The Scots hit the polls today to vote on whether the country should stay in the UK or become an independent Scottish nation.
Voters will answer a straightforward “Yes” or “No” to the referendum question: “Should Scotland be an independent country?”
Putting American voter turnout to shame, 4,285,323 people – 97% of the electorate – are registered to vote in what is expected to be the busiest day in Scottish electoral history.
A vote for independence would mean Scotland, with its population of about 5.3 million, splits from the rest of the United Kingdom, made up of England, Wales and Northern Ireland. But a vote against independence doesn’t necessarily mean the status quo will continue. Promises of further devolution to the Scottish parliament have made by all the main parties.
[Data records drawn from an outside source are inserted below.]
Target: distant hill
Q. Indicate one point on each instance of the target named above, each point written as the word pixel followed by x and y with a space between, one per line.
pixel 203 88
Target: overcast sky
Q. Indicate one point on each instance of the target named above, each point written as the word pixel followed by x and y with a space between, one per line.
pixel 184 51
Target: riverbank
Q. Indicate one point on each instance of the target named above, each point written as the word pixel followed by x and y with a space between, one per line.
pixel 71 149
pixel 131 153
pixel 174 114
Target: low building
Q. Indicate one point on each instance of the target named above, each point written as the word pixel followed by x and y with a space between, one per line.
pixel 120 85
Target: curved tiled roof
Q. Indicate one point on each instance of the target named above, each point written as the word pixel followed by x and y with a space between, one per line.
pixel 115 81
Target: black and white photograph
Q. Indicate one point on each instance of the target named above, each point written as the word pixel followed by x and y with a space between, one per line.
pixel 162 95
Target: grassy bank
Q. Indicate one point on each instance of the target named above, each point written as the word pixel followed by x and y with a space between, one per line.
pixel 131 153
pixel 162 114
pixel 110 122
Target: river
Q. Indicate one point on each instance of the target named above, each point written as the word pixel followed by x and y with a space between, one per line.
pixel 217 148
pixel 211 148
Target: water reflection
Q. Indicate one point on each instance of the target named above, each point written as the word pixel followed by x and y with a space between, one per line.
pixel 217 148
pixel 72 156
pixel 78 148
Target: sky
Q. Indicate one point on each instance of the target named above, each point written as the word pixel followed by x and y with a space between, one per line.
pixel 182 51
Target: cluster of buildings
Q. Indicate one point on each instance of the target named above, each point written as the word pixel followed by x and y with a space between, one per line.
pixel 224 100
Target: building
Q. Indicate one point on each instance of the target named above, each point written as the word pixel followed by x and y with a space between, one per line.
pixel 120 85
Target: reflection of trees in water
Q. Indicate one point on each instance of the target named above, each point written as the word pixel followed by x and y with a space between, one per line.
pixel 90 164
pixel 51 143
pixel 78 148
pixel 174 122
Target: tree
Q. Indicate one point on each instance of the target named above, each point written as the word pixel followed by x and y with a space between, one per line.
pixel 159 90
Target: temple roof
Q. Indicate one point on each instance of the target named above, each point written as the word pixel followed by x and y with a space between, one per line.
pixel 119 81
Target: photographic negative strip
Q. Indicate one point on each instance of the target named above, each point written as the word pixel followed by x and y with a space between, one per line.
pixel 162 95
The Yes campaign argues that the Scottish people should be able to decide how their money (and future untapped oil resources) is spent. They’d rather sustain welfare spending than waste money on England’s nuclear weapon program and getting involved in wars. Also, since Scotland consistently votes to the left of the rest of the UK, they would never have to deal with another Conservative government telling them to cut this and privatize that.
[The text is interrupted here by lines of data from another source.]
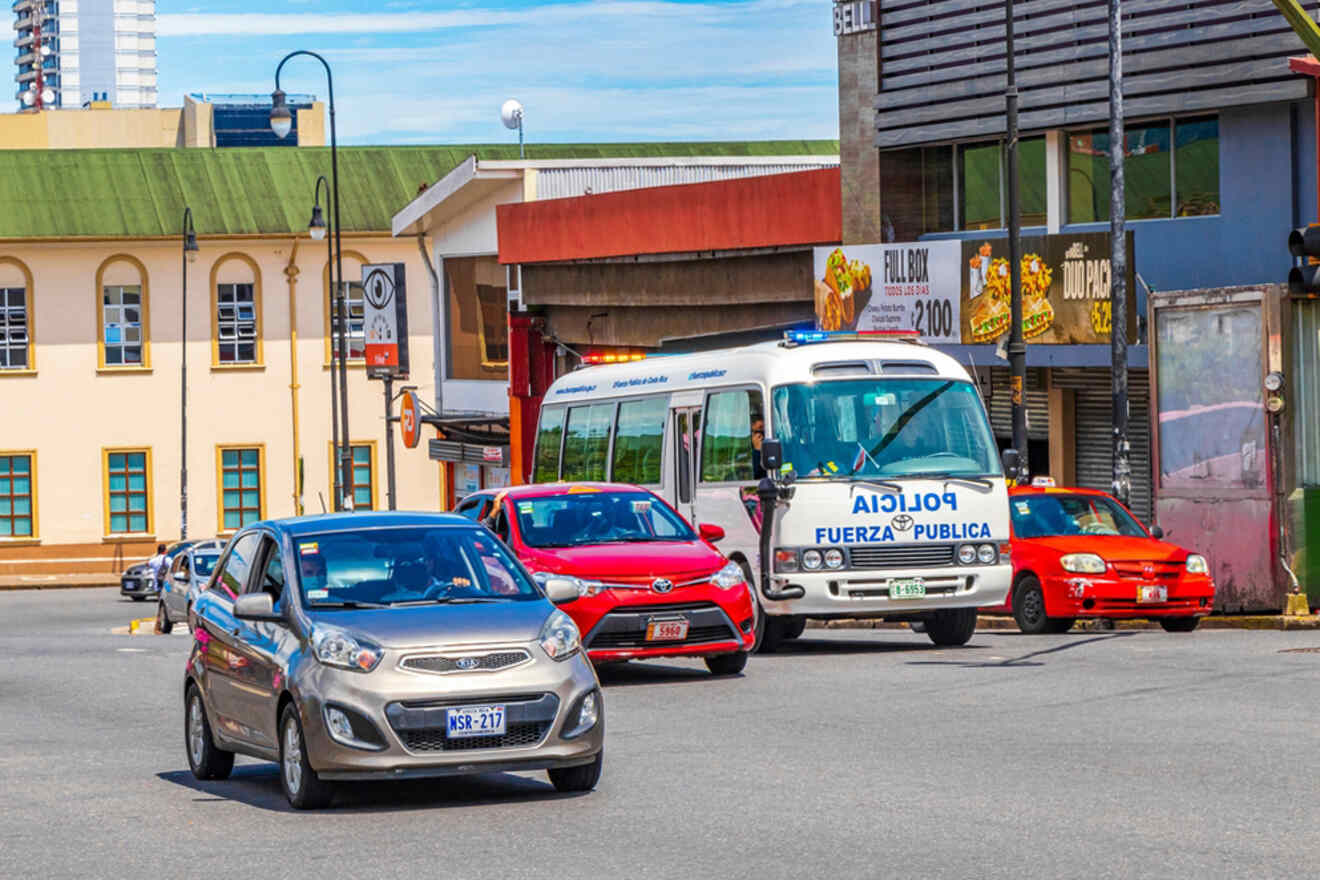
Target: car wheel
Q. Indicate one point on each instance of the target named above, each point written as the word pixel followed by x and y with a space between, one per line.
pixel 1028 607
pixel 952 628
pixel 577 779
pixel 726 664
pixel 163 622
pixel 301 785
pixel 205 757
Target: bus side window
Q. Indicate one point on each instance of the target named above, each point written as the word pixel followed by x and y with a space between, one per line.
pixel 727 451
pixel 549 433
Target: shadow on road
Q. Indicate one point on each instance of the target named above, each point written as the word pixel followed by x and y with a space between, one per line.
pixel 259 785
pixel 1024 660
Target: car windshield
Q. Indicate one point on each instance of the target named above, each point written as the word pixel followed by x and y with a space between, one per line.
pixel 203 562
pixel 1042 516
pixel 869 428
pixel 408 565
pixel 598 517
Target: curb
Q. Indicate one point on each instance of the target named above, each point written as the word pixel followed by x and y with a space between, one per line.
pixel 1094 624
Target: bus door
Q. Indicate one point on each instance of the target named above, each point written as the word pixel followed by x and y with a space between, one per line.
pixel 687 449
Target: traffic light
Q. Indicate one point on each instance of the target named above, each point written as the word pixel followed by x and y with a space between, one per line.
pixel 1306 243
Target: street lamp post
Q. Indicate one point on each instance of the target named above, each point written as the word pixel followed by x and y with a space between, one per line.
pixel 317 230
pixel 281 122
pixel 189 235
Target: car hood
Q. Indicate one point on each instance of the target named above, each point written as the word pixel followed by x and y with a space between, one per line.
pixel 442 626
pixel 1113 548
pixel 630 561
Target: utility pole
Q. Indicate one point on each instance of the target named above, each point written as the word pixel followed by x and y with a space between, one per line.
pixel 1122 482
pixel 1017 345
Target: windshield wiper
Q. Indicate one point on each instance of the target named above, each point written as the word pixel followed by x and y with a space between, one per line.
pixel 948 475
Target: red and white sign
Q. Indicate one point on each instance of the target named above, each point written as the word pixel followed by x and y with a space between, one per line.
pixel 386 319
pixel 408 422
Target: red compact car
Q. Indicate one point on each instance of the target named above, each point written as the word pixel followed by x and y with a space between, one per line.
pixel 650 586
pixel 1079 553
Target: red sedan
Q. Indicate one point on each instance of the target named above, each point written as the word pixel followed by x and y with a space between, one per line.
pixel 650 585
pixel 1079 553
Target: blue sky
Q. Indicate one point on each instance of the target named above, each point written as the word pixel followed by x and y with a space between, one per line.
pixel 424 71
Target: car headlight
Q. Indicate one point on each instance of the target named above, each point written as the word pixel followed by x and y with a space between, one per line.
pixel 729 577
pixel 559 636
pixel 339 648
pixel 1083 564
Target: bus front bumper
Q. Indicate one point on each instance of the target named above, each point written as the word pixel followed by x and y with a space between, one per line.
pixel 866 594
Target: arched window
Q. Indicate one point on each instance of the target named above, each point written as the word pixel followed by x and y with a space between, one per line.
pixel 236 313
pixel 123 315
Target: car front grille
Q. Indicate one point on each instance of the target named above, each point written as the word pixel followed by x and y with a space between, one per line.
pixel 450 664
pixel 900 557
pixel 433 739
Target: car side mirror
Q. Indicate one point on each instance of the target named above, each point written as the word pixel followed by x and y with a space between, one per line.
pixel 710 532
pixel 560 590
pixel 255 606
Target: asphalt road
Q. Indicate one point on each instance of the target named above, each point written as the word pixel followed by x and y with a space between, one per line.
pixel 859 754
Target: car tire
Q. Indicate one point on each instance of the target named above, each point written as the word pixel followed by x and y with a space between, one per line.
pixel 1028 608
pixel 301 785
pixel 577 779
pixel 726 664
pixel 164 626
pixel 205 757
pixel 952 628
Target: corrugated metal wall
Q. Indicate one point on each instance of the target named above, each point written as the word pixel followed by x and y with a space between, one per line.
pixel 564 182
pixel 943 62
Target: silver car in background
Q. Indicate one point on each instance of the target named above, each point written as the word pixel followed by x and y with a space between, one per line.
pixel 186 578
pixel 386 647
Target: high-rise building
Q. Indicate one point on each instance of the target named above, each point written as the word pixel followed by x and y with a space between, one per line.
pixel 93 50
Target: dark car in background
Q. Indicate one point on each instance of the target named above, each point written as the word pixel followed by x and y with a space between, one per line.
pixel 137 583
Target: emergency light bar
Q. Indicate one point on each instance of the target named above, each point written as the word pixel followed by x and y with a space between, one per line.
pixel 808 337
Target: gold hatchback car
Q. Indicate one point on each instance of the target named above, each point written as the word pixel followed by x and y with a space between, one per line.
pixel 386 647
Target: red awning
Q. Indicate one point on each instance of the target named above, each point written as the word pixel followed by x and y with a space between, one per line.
pixel 771 210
The No campaign is more about the fear of the unknown, highlighting the risks of independence to the Scottish economy. These include the uncertainties over what currency the country would use in the event of a yes vote, doubts over the reliability of oil reserves, how the country will pay for its public services, uncertainties around Scotland’s continued membership of Europe, and the threat to jobs if businesses pull out of Scotland. Plus, the shared history of the union and the institutions that bind it together, blah, blah, blah.
As for British Prime Minister David Cameron, who foolishly agreed to the referendum back when support for Scottish independence was much lower, he’s reportedly had enough.
“I have to say that after the events I’ve been facing over the past few days, assassination would be a welcome release,” Cameron said.
The vote will be seen as a huge failure for Cameron if the Scots choose to go independent. But one good thing has come out of the referendum debacle for Cameron – a budding new friendship with former Labour Prime Minister Gordon Brown.
“We’re actually good friends,” Cameron said of his former rival, who has since become his ally in the political battle to keep Scotland from seceding.
The Prime Minister said he and his predecessor also have regular phone chats, having put aside their political differences in recent months. Well, that’s sweet.
The Prime Minister also reiterated that he will not resign in the event of a Yes victory.
“My name is not on the ballot paper,” Cameron said. “What’s on the ballot paper is ‘does Scotland want to stay in the United Kingdom, or does Scotland want to separate itself from the United Kingdom?
“That’s the only question that will be decided on Thursday night. The question about my future will be decided at the British general election coming soon.”
Unless, of course, he’s assassinated first….
Update: Scotland voted No (55%), so no need to assassinate David Cameron just yet.